We now must examine the complexity of our algorithm. We will define M as the length of a gene (while not all genes are the same, they are similar), and N as the number of genes. We first note that the complexity of our LCS algorithm is O(M^2), as it creates a table with width and length proportional to the length of a gene. We then do this N^2 times, as we must compute the LCS for each pair of strings. Thus, getting our minimum_changes array is O(M^2 N^2). We must now find the complexity of our tree checker parameter sweep. This operation is O(N!). 

This complexity is quite bad, as with any large number of genes, this would be impossible to compute.


## Greedy 

As the time complexity of our brute force algorithm did not scale well, I created a greedy algorithm that attempts to solve the problem. Note that this algorithm is not guaranteed to find the optimal solution. 

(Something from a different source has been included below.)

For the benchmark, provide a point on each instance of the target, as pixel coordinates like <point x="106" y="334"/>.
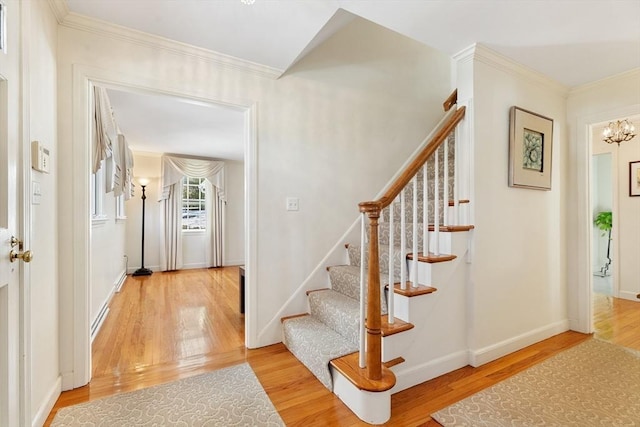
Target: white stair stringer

The first thing to do is to find the root node. In my algorithm, I found the node that is most similar to all other nodes (least changes to get to all other nodes). With this done, the next step is to find the children. Note that my specific algorithm does not take advantage of any optimal substructure. With each parent, I find the children using a greedy approach. It was initially appealing to have a recursive function, where after a child is found, and its children need to be found, a recursive function is called to solve a similar subproblem. The only problem with this is that the available strings (strings not already in the tree) are very important, and as such the order of solving problems matters. I chose to have two greedy choices for each parent (the strings with the lowest minimum changes). Each of these strings is added to a `waiting_for_kids` list and taken of of the `available` list. When there are no more strings to add the process is done. The greedy aspect of this algorithm is choosing children, as the locally optimal choice is always made, despite the future consequences.

In [146]:

def greedy(min_changes):
    #find the column with the most similarity
    root = min_changes.sum(axis=0).argmin()
    
    #create the lists
    tree = [root]
    waiting_for_kids = [root]
    available = list(range(len(min_changes)))
    available.remove(root)
    
    while available:
        active = waiting_for_kids.pop(0)
        
        #find child one
        child1 = choose_children(min_changes, active, available)
        available.remove(child1)
        tree.append(child1)
        waiting_for_kids.append(child1)
        
        #find child two
        child2 = choose_children(min_changes, active, available)
        available.remove(child2)
        tree.append(child2)
        waiting_for_kids.append(child2)
    return tree
    

    #this function is greedy, choosing the child with the lowest minimum changes
def choose_children(min_changes, active, available):
    lis = []
    counter = -1
    for i in available:
        counter +=1
        lis.append(min_changes[active][i])
        if lis[counter] == min(lis):
            index = i
    return index
        
#choose_children(min_changes, 1, available)

sol = greedy(min_changes)
print (sol)
print (tree_checker(sol, min_changes))

[1, 2, 3, 6, 0, 4, 5]
156


As can be seen, this algorithm does not achieve the optimal solution. We do, however, get a better running time. An upper bound time complexity of this algorithm is O(N^2). However, in order to get our `min_changes`, we have an O(M^2 N^2) algorithm. This absorbs the O(N^2), and our overall running time for computing the lineage is O(M^2 N^2).

The first problem it has is choosing the root node, as it chooses the incorrect node. Secondly, the greedy aspect, while increasing speed, also leads to suboptimal solutions. With real genome sequencing, we have a large interest in being correct, and thus we would need to find a better algorithm.